Others have argued that the credit gap is not appropriate in a particular country at a given point in time (eg Reserve Bank of South Africa (2011), Wolken (2013)). The latter type of argument must be carefully backed by analysis, as there is a temptation to generalise from episodes when the gap gave wrong signals. This in and of itself does not invalidate the early warning properties of the credit gap, as these can be assessed only in a larger sample. And its superior cross-country performance sets a high bar for such arguments, suggesting that they would be the exception rather than the rule. The background analysis must also tackle the challenge of a small sample: statistical assessments for single countries are difficult given the low number of crises (generally two or fewer).
Noise in the signal produced by the credit gap in specific circumstances may occur in periods when the ratio increases because of a collapse in the denominator (GDP) rather than a surge in the numerator (credit). This tends to occur in the early stages of a recession. As discussed above, the mechanical use of the indicator could produce unintended effects in these situations, but this risk is low given the room for discretion provided by the framework and the fact that the CCB would not be active in most of those situations. Nevertheless, Kauko (2012) suggests using a five-year moving average instead of current GDP levels in the denominator of the ratio as a way of minimising the problem of sudden falls in GDP. This approach could reduce the number of wrong signals in recessions, but results in a credit gap with a somewhat lower AUC compared with those using actual GDP. So, reducing the rate of false positives when a fall in GDP is the driver of the increase comes at the cost of lower overall predictive ability.9
Ironically, the adoption of the credit gap as an anchor for policy decisions may eventually weaken its signalling properties without invalidating its function as a guide. Goodhart (1975) postulated that a variable used to guide policy may lose its information content precisely because it is embedded in the policy framework. In an ideal world where signals are accurate and policy responses perfectly gauged, the building of capital buffers would protect banks against the build-up of vulnerabilities but may also defuse the underlying risks, and thus weaken the statistical link between the credit gap and crises. But this should be seen as a sign of success and not negate the usefulness of the indicator for policy, or be interpreted as a reason to abandon the CCB altogether.10
Is the credit-to-GDP gap a good early warning indicator for emerging market economies?
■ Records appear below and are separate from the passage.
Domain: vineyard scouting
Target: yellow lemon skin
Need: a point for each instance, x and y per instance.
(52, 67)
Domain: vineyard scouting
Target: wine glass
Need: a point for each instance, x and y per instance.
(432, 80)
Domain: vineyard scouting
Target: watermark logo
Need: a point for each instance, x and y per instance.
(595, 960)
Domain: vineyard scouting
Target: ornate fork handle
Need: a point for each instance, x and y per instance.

A number of commentators question the usefulness of the credit-to-GDP gap as a guide in the case of emerging market and transition economies (eg Geršl and Seidler (2012)). They point out that the evidence provided by BCBS (2010) and previous research (eg Drehmann et al (2011)) is based on samples comprising largely advanced economies. Sceptics also argue that emerging market economies (EMEs) are more likely to be undergoing a period of financial deepening which renders the specification of the trend for the calculation of the credit gap problematic (eg World Bank (2010)). We deal with these issues in turn.
We present evidence that the performance of the credit gap as an EWI carries over to a sample of EMEs, albeit this performance is not as good as it is for the sample that includes advanced economies. To this end, we constructed an enlarged panel of 53 countries with data starting at the earliest in 1980. In doing so, we had to overcome two issues.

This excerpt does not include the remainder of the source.